El verano nos empuja fuera de casa, a recibir el sol, a pasear y reunirnos por las noches, un movimiento opuesto al de las restricciones frente al contagio vividas los meses anteriores. Las precauciones colectivas efectivas y la recomposición de la atención sanitaria llevada a cabo permitieron una mayor flexibilización con las recomendaciones del caso y la advertencia de volver a fases anteriores en caso de desborde.

No resulta fácil trasladar los planes imaginados a la experiencia concreta con la masa humana. El hombre siempre resulta impredecible, no programable, solo en parte controlable. A la mayor exposición, sucede mayor número de contagios, como era de esperar. Pero esta situación resulta inquietante, ¿cómo es la relación costo-beneficio?, ¿se llegará a una emergencia hospitalaria? ¿nos veremos obligados a una nueva cuarentena?

En este contexto, además de análisis científicos y racionales, surgen las miradas escudriñadoras: ¿de quién es la culpa? Y existe una tendencia creciente: la culpa es de la juventud. Irresponsables, incapaces de limitar sus goces al precio de poner en riesgo la vida de la tía o del abuelo. Es así como desde distintas publicaciones masivas, radio, televisión, en noticieros o audiciones formadoras de opinión, se viene desarrollando un ataque sistemático estigmatizando la juventud en forma directa o solapada. Se corre el riesgo de un progresivo giro hacia ver al joven como alguien que se mete en problemas, un rebelde.

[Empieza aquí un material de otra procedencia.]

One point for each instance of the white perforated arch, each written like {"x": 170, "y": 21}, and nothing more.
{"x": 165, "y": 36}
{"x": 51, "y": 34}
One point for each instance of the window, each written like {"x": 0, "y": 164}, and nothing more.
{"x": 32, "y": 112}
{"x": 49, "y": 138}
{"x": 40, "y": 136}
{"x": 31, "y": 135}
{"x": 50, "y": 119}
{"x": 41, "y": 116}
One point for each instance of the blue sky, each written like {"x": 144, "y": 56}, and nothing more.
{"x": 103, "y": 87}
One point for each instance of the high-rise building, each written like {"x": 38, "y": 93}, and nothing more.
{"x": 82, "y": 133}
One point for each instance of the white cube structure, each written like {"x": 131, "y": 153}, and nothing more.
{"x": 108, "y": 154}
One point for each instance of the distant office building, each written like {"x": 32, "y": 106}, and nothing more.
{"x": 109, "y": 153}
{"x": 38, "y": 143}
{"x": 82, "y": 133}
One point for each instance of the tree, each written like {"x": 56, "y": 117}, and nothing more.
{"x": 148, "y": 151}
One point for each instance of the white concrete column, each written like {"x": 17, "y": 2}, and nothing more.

Culpabilizar a los jóvenes no es una idea nueva. Proyectar en ellos los deseos irrealizados e insatisfechos de los adultos, fantasear con una liberación y una felicidad que está bastante lejos del drama adolescente, envidiar sus proyectos aún factibles de realizarse. Frente a esto surgen algunos interrogantes: ¿han sido los jóvenes los propulsores del “no” a la cuarentena, al barbijo a la distancia social y ahora a las vacunas? El censurable uso político de lanzar a la población a la desprotección, la enfermedad o la muerte para luego culpar al sector directivo por inoperante no es precisamente una idea juvenil.

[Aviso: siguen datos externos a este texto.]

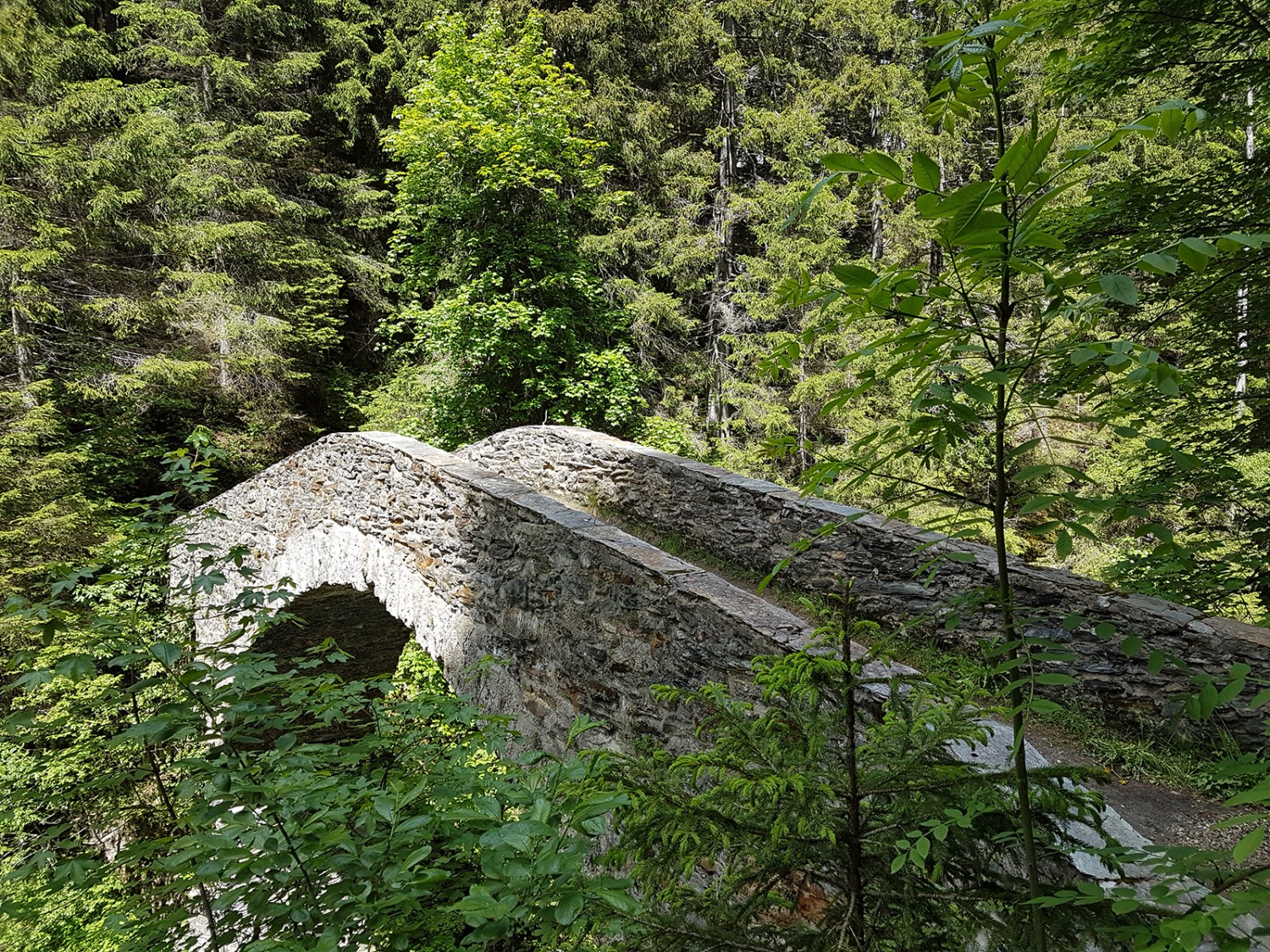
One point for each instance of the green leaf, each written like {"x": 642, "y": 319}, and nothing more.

¿Son los jóvenes los organizadores de las fiestas clandestinas? En algunas ocasiones sí, pero no siempre ocurre así, sobre todo con las fiestas más numerosas. Los jóvenes impulsan el mercado y a su vez son manejados por él, manipulados hacia el consumo. Aquellos cuyo trabajo y sustento se basaba en las necesidades de los jóvenes también tienen sus razones, pero deben ser prevenidos acerca de lo indispensable de cuidar los protocolos. Nada es sencillo en estas épocas.

Los jóvenes, solos o agrupados, expresando opiniones, despiertan el mismo miedo atávico de otras épocas dirigido a lo que escapa de control, sin tener en cuenta el aporte de sus innovaciones, sus reflexiones que impulsan el pensamiento. Ya lo dijo Freud con su espíritu abierto: uno de los logros más importantes del adolescente es su despegue de la autoridad de los padres, “el único que crea la oposición tan importante para el progreso de la cultura, entre la nueva generación y la antigua”. Están en un período de transición donde la identidad se construye y reafirma en la relación con sus pares, necesitan tomar distancia de sus familias de origen, controlar sus angustias, buscar sus propios deseos.

Restringirse es doloroso pero necesario y las redes sociales han suplido en parte este proceso. Los jóvenes aman a sus familias, pero muchas veces no solo están acuciados por sus necesidades sino estimulados por aquellos que buscan satisfacer sus propios objetivos. Todos sufrimos las restricciones por distintos motivos. No sólo es la juventud la que se está “liberando” ahora sino también las familias con niños, los adultos mayores ansiosos de reencuentros familiares y de conectarse con la vida, la población en general que busca recuperar parte de lo que ha perdido. Por ello es necesario prevenir, cuidar, educar. Por ello mismo, nos encontramos ante la nada fácil situación de asumir que aún falta un esfuerzo más.

Diana Litvinoff es psicoanalista de la Asociación Psicoanalítica Argentina.